The School Of Rock Review

School Of Rock, The
Dewey has been kicked out of the latest in a long line of rock groups, and he's about to be kicked out of his apartment, too. In an attempt to earn money, he takes a teaching job intended for his flatmate. But what starts out as an excuse for paid slacking turns into a life arrirming

by Chris Hewitt |
Published on
Release Date:

06 Feb 2004

Running Time:

109 minutes



Original Title:

School Of Rock, The

This unashamed ode to the power of rock music was a sleeper hit in the States last year and confirmed what we at Empire have known for ages: that, given the right material, Jack Black is a bona fide movie star. 'Shallow Hal' - Black's previous leading role, after his breakout turn in Stephen Frears' 'High Fidelity' was not the right material.

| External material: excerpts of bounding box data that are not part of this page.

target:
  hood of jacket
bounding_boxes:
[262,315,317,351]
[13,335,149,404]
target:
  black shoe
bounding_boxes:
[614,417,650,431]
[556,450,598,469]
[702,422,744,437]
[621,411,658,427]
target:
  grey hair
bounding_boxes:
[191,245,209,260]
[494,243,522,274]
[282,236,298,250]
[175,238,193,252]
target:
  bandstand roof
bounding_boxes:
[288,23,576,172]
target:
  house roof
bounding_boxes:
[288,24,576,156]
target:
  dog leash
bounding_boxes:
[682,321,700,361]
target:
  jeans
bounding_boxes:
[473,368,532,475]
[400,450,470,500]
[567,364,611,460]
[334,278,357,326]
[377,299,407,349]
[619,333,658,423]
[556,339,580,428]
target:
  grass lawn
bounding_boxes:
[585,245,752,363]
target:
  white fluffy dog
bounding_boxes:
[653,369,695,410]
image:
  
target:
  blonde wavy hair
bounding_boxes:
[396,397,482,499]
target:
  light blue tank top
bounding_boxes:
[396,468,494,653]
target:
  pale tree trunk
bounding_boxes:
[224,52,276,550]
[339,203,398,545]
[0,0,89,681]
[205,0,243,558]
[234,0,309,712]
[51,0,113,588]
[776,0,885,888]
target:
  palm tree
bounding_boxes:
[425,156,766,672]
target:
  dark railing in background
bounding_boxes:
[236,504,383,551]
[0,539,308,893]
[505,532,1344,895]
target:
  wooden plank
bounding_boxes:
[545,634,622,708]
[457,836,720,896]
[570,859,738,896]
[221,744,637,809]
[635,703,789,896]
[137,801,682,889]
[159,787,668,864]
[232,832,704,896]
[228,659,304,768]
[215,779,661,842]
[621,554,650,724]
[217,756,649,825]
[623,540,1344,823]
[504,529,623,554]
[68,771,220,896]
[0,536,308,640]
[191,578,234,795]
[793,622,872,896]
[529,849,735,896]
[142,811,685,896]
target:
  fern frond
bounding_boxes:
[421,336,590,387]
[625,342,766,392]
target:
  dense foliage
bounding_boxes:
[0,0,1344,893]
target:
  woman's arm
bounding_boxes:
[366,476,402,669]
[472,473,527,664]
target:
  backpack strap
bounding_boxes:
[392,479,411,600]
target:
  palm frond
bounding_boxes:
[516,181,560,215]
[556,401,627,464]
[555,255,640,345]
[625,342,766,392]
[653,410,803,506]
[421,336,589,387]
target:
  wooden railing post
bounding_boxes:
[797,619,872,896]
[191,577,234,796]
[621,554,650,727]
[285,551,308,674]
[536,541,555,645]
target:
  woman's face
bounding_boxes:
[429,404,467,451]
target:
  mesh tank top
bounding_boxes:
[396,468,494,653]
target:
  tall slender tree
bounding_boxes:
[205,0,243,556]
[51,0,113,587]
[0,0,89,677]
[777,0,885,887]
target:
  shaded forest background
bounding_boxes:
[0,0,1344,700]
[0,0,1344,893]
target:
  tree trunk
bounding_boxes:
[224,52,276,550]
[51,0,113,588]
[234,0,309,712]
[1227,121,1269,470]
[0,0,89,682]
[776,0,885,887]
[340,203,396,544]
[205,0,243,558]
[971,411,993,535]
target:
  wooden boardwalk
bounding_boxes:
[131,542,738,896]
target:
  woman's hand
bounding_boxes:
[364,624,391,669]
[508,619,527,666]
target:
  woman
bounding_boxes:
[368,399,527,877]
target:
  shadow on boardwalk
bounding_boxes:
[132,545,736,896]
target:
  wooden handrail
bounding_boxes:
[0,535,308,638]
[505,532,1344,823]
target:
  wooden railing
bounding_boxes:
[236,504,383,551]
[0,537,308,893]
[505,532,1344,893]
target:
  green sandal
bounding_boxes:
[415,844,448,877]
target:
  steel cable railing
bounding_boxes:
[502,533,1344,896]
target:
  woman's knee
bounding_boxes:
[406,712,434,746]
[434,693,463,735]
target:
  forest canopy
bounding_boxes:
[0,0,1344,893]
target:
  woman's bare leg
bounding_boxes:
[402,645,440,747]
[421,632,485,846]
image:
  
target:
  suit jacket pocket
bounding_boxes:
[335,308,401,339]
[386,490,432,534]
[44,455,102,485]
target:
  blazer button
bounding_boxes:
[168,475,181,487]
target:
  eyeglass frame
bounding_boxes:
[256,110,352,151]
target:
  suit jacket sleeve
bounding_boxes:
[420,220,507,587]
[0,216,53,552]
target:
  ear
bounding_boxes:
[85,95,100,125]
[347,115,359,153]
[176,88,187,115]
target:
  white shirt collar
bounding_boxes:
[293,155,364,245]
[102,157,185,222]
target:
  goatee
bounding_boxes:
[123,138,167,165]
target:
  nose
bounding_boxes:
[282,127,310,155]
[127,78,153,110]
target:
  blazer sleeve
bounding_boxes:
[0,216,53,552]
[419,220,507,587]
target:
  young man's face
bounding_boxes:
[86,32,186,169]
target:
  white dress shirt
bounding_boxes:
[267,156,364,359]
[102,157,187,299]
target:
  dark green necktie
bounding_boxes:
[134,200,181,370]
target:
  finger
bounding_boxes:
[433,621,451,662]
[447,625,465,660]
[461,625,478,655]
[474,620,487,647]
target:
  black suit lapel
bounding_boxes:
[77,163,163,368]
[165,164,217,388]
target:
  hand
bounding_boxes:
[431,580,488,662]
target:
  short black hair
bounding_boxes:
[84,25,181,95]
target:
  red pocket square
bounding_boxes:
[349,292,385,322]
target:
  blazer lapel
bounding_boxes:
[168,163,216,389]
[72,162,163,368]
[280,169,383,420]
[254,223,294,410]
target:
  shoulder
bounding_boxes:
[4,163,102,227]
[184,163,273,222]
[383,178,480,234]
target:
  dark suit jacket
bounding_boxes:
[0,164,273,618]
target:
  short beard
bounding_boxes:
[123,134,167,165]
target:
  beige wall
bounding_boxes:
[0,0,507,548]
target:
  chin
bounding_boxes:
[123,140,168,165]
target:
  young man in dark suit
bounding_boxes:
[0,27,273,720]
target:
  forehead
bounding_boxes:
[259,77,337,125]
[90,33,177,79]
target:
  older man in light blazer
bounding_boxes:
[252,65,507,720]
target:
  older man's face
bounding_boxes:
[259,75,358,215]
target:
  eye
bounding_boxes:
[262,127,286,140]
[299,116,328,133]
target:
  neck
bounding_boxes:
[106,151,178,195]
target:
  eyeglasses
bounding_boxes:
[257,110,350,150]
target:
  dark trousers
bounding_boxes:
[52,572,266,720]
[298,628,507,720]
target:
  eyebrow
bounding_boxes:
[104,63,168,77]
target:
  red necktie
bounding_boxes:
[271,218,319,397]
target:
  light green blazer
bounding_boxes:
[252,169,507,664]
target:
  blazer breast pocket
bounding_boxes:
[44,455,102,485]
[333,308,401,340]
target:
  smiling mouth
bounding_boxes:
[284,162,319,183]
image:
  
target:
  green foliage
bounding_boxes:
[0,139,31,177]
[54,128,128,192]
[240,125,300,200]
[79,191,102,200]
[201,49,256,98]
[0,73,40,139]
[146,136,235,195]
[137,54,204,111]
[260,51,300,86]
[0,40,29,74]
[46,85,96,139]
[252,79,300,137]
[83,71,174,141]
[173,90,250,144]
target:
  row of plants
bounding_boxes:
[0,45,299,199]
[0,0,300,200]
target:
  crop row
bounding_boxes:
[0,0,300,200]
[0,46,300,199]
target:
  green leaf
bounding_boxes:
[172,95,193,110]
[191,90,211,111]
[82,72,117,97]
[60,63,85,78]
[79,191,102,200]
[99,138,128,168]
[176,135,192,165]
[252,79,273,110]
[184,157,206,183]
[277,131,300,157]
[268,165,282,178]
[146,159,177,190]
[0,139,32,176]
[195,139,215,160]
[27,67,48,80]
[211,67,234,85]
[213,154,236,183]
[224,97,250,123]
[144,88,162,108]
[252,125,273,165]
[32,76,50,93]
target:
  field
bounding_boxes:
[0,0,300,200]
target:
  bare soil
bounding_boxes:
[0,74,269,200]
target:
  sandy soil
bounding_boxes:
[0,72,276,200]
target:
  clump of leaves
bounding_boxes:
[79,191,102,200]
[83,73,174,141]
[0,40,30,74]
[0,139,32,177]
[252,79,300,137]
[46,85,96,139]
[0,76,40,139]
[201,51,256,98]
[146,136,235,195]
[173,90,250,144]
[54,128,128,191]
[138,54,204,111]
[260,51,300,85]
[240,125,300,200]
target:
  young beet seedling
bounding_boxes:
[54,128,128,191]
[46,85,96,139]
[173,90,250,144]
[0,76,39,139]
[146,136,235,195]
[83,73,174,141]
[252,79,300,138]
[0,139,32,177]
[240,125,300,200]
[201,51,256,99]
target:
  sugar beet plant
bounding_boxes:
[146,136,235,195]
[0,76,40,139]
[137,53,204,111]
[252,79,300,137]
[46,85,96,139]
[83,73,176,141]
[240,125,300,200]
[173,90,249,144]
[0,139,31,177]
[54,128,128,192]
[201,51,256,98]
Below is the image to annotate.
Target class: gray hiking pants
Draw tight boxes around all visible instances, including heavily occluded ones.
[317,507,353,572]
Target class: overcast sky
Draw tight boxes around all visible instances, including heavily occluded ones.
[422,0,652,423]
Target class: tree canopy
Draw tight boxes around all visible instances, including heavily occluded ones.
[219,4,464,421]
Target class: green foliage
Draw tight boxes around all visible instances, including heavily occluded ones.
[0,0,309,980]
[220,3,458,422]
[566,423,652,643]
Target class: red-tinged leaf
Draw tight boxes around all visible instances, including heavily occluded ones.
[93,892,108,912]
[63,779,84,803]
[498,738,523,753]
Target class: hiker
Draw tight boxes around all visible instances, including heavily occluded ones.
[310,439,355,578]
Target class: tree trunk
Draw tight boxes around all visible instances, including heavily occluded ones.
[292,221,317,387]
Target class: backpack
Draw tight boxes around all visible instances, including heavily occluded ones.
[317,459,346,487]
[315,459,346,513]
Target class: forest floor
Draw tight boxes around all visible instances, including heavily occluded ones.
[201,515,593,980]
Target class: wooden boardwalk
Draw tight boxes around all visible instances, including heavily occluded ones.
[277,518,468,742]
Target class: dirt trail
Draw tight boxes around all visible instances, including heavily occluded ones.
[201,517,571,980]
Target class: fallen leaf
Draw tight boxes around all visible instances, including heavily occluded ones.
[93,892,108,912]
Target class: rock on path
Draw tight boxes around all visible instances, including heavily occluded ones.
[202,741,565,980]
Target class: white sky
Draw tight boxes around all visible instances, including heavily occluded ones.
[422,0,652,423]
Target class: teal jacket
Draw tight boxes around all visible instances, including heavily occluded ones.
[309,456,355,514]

'The School Of Rock', though, is a perfect fit, and the result is the feel-good hit of the year thus far. Be warned, though: if you think a little Jack Black goes a long way, then this isn't for you. For everyone else, Black gives one of the finest comic lead performances since Jim Carrey's early, funny period.

Screenwriter Mike White (who also co-stars as Black's roommate) penned the film specifically for Black, and it shows. The highly-strung Dewey Finn may be a watered-down version of the actor's anarchic Tenacious D persona, but Black's leering, grinning, gurning, sweating, wisecracking turn is a comedic tour de force, augmented by an obvious passion for the subject.

Indie darlings Richard Linklater and White (who also wrote 'The Good Girl' and 'Chuck & Buck') are savvy enough to know that 'The School Of Rock' is a cross between, say, 'Dead Poets Society' and 'Sister Act', and they wholeheartedly embrace formula conventions. Shy kid harbouring an amazing voice? Check. Selfish teacher learning to care for others? Check.

But they also inject these cliches with much-needed energy and humour, while gently subverting the formula and cloaking the film's exuberance in a muted, autumnal colour scheme, which manages to avoid gooey sentiment. In fact, what should be the film's key emotional moment (an unmasked Dewey's heartfelt plea for clemency from the kids' irate parents) rapidly becomes a very funny, if slightly dubious, paedophile gag.

But all the genre gymnastics wouldn't have mattered if the kids weren't alright. Luckily, they graduate with honours. Not only are they genuinely good musicians but, as actors, they show enough chutzpah to hold their own against Black. For Linklater to prise one good performance from a child actor is commendable. To get seven, without any hint of the Stepford Stage School, is a charming and winning surprise - much like the movie itself.

The School Of Rock is more satisfying than a crunching power chord. A raucous crowd pleaser with a pumping soundtrack, some awe inspiringly talented kids, and perfect comic performances. Charming.